TeaPoly commented 4 years ago

This is part of training log in ESPnet, feed_forward and feed_forward_macaron has different scope name:

      (1): EncoderLayer(
        (self_attn): RelPositionMultiHeadedAttention(
          (linear_q): Linear(in_features=256, out_features=256, bias=True)
          (linear_k): Linear(in_features=256, out_features=256, bias=True)
          (linear_v): Linear(in_features=256, out_features=256, bias=True)
          (linear_out): Linear(in_features=256, out_features=256, bias=True)
          (dropout): Dropout(p=0.0, inplace=False)
          (linear_pos): Linear(in_features=256, out_features=256, bias=False)
        )
        (feed_forward): PositionwiseFeedForward(
          (w_1): Linear(in_features=256, out_features=2048, bias=True)
          (w_2): Linear(in_features=2048, out_features=256, bias=True)
          (dropout): Dropout(p=0.1, inplace=False)
          (activation): Swish()
        )
        (feed_forward_macaron): PositionwiseFeedForward(
          (w_1): Linear(in_features=256, out_features=2048, bias=True)
          (w_2): Linear(in_features=2048, out_features=256, bias=True)
          (dropout): Dropout(p=0.1, inplace=False)
          (activation): Swish()
        )
        (conv_module): ConvolutionModule(
          (pointwise_conv1): Conv1d(256, 512, kernel_size=(1,), stride=(1,))
          (depthwise_conv): Conv1d(256, 256, kernel_size=(15,), stride=(1,), padding=(7,), groups=256)
          (norm): BatchNorm1d(256, eps=1e-05, momentum=0.1, affine=True, track_running_stats=True)
          (pointwise_conv2): Conv1d(256, 256, kernel_size=(1,), stride=(1,))
          (activation): Swish()
        )
        (norm_ff): LayerNorm((256,), eps=1e-12, elementwise_affine=True)
        (norm_mha): LayerNorm((256,), eps=1e-12, elementwise_affine=True)
        (norm_ff_macaron): LayerNorm((256,), eps=1e-12, elementwise_affine=True)
        (norm_conv): LayerNorm((256,), eps=1e-12, elementwise_affine=True)
        (norm_final): LayerNorm((256,), eps=1e-12, elementwise_affine=True)
        (dropout): Dropout(p=0.1, inplace=False)
      )

Case closed 😄.

Some-random commented 4 years ago

The WER reduction from Macaron looks promising! If I'm understanding correctly, the parameters for two green Feed Forward Module in Fig 1 from the origin paper are shared. The extra parameters come from the extra linear layer in Fig 4. So if we just keep the same number of linear layers in Feed forward module we should have a similar number of parameters?
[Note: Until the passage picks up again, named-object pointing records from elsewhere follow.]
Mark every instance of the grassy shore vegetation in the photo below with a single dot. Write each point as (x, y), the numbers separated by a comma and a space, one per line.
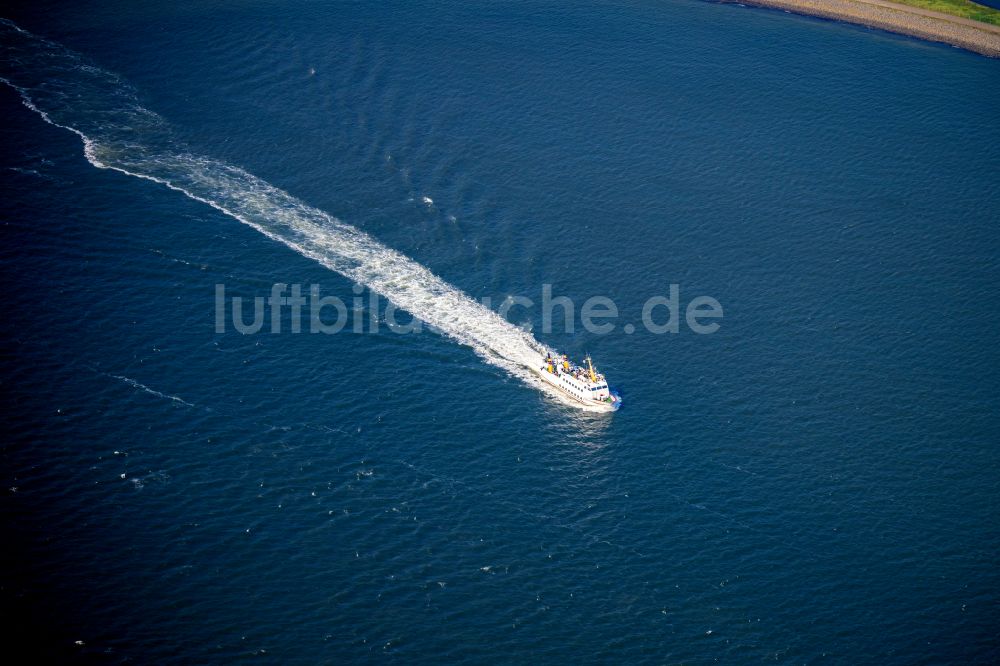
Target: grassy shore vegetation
(963, 8)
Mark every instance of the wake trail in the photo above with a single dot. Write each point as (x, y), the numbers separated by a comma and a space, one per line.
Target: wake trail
(119, 133)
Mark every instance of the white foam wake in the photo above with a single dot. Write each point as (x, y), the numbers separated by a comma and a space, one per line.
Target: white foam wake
(118, 133)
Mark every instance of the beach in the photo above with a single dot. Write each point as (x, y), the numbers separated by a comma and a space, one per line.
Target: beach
(968, 34)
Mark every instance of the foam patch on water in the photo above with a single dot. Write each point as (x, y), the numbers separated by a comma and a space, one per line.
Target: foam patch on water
(119, 133)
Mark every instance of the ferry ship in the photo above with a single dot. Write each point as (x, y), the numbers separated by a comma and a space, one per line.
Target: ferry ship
(583, 384)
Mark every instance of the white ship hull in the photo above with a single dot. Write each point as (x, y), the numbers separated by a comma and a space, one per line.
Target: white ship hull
(579, 389)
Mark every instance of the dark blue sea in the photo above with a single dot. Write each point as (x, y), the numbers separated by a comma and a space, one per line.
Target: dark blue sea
(817, 481)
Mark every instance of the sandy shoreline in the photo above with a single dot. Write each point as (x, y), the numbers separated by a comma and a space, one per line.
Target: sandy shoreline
(934, 26)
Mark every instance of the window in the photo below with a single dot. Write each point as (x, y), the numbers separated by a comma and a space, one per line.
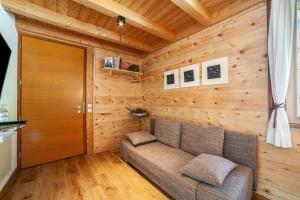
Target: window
(293, 96)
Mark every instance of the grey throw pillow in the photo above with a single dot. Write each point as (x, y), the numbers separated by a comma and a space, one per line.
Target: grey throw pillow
(209, 168)
(140, 138)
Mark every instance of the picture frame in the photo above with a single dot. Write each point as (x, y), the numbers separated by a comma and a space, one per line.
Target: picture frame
(108, 62)
(189, 76)
(215, 71)
(171, 79)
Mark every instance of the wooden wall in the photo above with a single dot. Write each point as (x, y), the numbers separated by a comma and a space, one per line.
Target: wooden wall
(111, 94)
(241, 105)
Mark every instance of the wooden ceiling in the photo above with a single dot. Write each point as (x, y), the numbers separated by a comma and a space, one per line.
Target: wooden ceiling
(150, 24)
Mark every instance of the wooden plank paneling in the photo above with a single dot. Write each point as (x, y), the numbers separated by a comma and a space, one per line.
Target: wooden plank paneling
(111, 94)
(241, 105)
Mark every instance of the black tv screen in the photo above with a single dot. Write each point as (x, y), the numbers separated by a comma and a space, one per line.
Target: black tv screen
(4, 60)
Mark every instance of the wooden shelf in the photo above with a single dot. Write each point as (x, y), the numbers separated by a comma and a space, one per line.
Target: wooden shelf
(122, 72)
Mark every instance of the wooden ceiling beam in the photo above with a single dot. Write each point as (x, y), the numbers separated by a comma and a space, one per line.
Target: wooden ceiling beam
(113, 9)
(33, 11)
(196, 10)
(235, 8)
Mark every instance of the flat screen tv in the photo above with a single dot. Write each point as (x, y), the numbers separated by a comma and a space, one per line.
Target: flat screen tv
(5, 53)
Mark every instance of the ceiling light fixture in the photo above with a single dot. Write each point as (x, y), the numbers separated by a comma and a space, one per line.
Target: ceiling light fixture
(120, 21)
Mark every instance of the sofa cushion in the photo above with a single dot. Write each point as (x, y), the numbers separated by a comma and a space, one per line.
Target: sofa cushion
(162, 165)
(237, 186)
(140, 138)
(209, 168)
(168, 132)
(197, 139)
(241, 149)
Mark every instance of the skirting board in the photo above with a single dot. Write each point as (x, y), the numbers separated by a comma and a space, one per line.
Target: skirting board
(9, 183)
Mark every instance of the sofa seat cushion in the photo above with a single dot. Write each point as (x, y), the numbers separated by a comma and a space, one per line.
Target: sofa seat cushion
(140, 138)
(209, 168)
(237, 186)
(197, 139)
(162, 165)
(168, 132)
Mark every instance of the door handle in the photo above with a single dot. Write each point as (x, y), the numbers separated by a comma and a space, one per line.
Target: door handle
(78, 108)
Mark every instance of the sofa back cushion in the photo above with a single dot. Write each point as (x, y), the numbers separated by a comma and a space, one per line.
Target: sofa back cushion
(168, 132)
(241, 149)
(197, 139)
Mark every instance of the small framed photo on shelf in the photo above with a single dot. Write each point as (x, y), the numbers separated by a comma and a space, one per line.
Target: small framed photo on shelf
(117, 62)
(108, 62)
(171, 79)
(215, 71)
(189, 76)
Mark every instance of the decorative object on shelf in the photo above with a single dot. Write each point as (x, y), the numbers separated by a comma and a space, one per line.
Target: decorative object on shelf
(120, 21)
(171, 79)
(189, 76)
(137, 112)
(108, 62)
(117, 62)
(134, 68)
(215, 71)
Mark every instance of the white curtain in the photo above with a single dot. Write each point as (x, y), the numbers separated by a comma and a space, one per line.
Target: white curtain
(280, 44)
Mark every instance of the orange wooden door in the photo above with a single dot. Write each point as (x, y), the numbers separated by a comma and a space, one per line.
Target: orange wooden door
(52, 96)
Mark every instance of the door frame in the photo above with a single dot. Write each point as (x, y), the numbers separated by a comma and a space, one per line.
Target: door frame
(19, 91)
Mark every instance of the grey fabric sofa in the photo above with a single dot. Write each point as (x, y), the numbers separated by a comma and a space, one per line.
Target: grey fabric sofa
(162, 164)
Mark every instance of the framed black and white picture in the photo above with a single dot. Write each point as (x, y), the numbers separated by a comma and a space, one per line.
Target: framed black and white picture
(189, 76)
(215, 71)
(171, 79)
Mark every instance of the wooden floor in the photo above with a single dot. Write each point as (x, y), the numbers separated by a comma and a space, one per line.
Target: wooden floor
(101, 176)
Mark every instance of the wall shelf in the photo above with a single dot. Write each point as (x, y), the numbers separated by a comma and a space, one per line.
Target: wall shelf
(121, 72)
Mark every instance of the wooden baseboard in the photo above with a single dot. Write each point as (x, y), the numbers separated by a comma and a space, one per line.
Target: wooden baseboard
(9, 183)
(257, 196)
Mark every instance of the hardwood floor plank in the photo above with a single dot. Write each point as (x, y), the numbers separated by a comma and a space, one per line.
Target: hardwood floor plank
(102, 176)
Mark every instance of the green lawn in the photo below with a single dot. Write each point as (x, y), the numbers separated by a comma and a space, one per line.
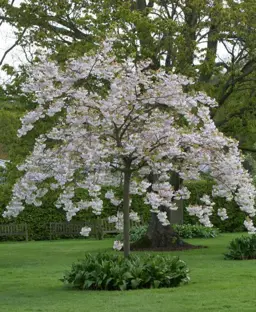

I have review ESPnet and Lingvo sources code. It seems that the two parts do not share parameters. I check the Macaron structure original paper Understanding and improving transformer from a multi-particle dynamic system point of view:

截屏2020-11-16 下午4 34 54

It seams using different parameters.

Thank you for the thorough investigation! In this case, I think the extra parameters came from the three extra ffn layers introduced by Macaron and the new Feed forward module (conformer has 4 ffn layers while transformer only has 1). To minimize the effect of num_parameter, we can just use one ffn for the Feed forward module. I'm also curious whether using the Macaron module instead of Single FFN would bring improvements on AISHELL (like the experiments in Table 5 of original paper).